Axoneme = cilia/flagella without the surrounding membrane. -Nine outer doublet microtubules + central pair of regular microtubules (9+2) -Microtubules usually very dynamic, but MT in cilia and flagella are very stable b/c they are post transitionally modified (w/ acetyl groups)--> fixed in length >200 other proteins including axonemal dynein motors bound to A tubules of doublets on the outside
Describe the in vitro motility assay for kinesin
Binding assays take fluorescent microtubules, motor domains, and nonhydrolyzable ATP--> kinesin locked irreversibly to microtubule -you do this in presence of ATP (unlike with actin and myosin b/c myosin is tightly bound to actin, aka rigor state) but with kinesins, rigor state is ATP state -Kinesins decorate each protofilament (they bind to one head per beta tubulin) -kinesins walk on a single protofilament If you incubate MT w/ full kinesin motors along w/ ATP and put kinesin motors on a glass surface, they will randomly bind w/ one of dimers, and once they land on protofilament, they stay on protofilament -kinesin back motor domain needs to take larger step to get to 2 beta subunits later that is unoccupied (this ends up being 8nm for the center of kinesin, but 16 nm for a single kinesin head—distance from one beta tubulin to the next is 8nm) -kinesins move toward + end, but kinesins bound to glass--> - end leads in these assays
What motor protein mediates anterograde trafficking? Retrograde trafficking?
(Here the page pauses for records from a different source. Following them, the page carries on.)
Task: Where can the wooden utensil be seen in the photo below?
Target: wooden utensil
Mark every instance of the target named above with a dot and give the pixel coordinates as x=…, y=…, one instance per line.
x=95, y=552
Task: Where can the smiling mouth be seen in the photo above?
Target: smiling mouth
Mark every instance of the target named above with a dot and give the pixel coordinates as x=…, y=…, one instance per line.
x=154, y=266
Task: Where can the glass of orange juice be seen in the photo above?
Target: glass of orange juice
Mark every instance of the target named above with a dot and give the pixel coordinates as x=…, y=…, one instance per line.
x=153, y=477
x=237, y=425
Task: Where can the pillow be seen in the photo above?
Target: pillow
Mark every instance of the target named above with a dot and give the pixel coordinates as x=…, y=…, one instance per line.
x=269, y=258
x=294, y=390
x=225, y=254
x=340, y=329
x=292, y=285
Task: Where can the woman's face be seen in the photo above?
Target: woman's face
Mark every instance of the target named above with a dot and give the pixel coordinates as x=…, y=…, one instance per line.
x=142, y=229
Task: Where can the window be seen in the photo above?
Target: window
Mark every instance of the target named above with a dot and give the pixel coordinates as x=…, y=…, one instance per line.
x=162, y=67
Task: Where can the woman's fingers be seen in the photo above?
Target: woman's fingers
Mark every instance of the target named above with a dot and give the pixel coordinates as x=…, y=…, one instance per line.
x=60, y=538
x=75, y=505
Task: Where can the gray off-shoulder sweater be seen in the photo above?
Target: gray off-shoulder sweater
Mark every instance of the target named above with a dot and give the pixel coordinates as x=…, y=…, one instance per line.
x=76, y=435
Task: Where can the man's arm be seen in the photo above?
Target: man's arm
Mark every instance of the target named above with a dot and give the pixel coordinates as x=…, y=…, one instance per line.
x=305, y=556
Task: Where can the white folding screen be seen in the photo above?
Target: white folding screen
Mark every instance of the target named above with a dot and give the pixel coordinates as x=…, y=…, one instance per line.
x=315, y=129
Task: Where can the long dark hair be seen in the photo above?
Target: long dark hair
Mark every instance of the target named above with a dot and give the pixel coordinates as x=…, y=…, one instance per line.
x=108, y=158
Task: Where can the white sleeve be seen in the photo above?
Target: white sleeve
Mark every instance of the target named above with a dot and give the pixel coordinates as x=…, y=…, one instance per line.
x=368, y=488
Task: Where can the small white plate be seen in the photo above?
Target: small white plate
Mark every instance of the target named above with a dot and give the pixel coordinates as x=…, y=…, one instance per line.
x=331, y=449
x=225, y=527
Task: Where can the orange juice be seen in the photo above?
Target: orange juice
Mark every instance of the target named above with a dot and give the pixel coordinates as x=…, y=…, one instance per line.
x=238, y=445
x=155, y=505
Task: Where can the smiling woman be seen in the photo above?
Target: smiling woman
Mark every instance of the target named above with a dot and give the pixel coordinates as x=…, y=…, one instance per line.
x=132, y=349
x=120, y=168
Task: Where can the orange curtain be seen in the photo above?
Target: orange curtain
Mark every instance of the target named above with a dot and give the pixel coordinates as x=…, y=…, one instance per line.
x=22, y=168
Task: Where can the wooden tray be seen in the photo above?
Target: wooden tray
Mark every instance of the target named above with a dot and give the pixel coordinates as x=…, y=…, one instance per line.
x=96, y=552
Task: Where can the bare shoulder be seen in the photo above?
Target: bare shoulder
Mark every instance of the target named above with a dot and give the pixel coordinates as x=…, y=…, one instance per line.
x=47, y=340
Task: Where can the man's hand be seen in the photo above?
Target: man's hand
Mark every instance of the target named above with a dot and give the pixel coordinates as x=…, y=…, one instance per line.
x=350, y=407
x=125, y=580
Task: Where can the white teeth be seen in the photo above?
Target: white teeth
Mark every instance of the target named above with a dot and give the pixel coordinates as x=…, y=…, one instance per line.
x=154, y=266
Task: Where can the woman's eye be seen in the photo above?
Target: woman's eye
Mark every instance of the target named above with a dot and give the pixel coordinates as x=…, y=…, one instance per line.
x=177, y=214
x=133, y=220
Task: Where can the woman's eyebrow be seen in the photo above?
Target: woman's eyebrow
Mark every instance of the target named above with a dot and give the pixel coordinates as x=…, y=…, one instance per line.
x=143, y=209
Centrosome acts as a MTOC b/c it has lots of gamma-tubulin ring complexes -therefore you have microtubules emanating from that point - end is at centrosome and + end radiates outward Anterograde trafficking mediated by + end directed kinesin and retrograde trafficking is mediated by dyneins
What do cilia and flagella do? What happens if cilia are nonfunctional?
Cilia/Flagella: Move organism or, if cell tethered, move fluids (e.g. trachea and bronchi). Kartagener's syndrome = inherited disorder when ciliary motility impaired: immotile sperm, respiratory problems. - nonfunctional, immotile cilia -results in sterility (b/c sperm can't move in females and in females, cilia in oviduct can't move--> can't create fluid flow to steer sperm) -also results in respiratory problems b/c cilia can't move mucus
What does dynein frequently associate with? Describe the characteristics and functions of this protein
Dynein frequently requires association w/ dynactin, which is also a large multiprotein complex Functions of dynactin: 1. Recruits dynein to cargo (dynactin binds to cargo like organelles and recruits dynein to cargo so cargo can move in retrograde direction to - end of microtubule) 2. Dynactin improves processivity of dynein (part of dynactin has microtubule binding ability--> another binding site that keeps motor close to track) "Actin" part of dynactin is actually actin-related protein Arp1 (the other Arp besides Arp2/3 associated with actin polymerization) and there's a protein called p150 glued that links dynactin to dynein.
Which states is kinesin most tightly bound to microtubules? Least tightly bound?
Empty Microtubule-bound kinesins and ATP bound MT-kinesin bind tightly to microtubules (ATP is rigor state for kinesins) -ATP is rigor state for kinesins Kinesins bound to ADP+Pi bind weakly to microtubules, and ADP alone bound to kinesins is very prone to release b/c it is bound the weakest to microtubules Summary: K alone or with ATP binds strongly to MT; K in ADP+P form binds weakly; K-ADP binds very weakly.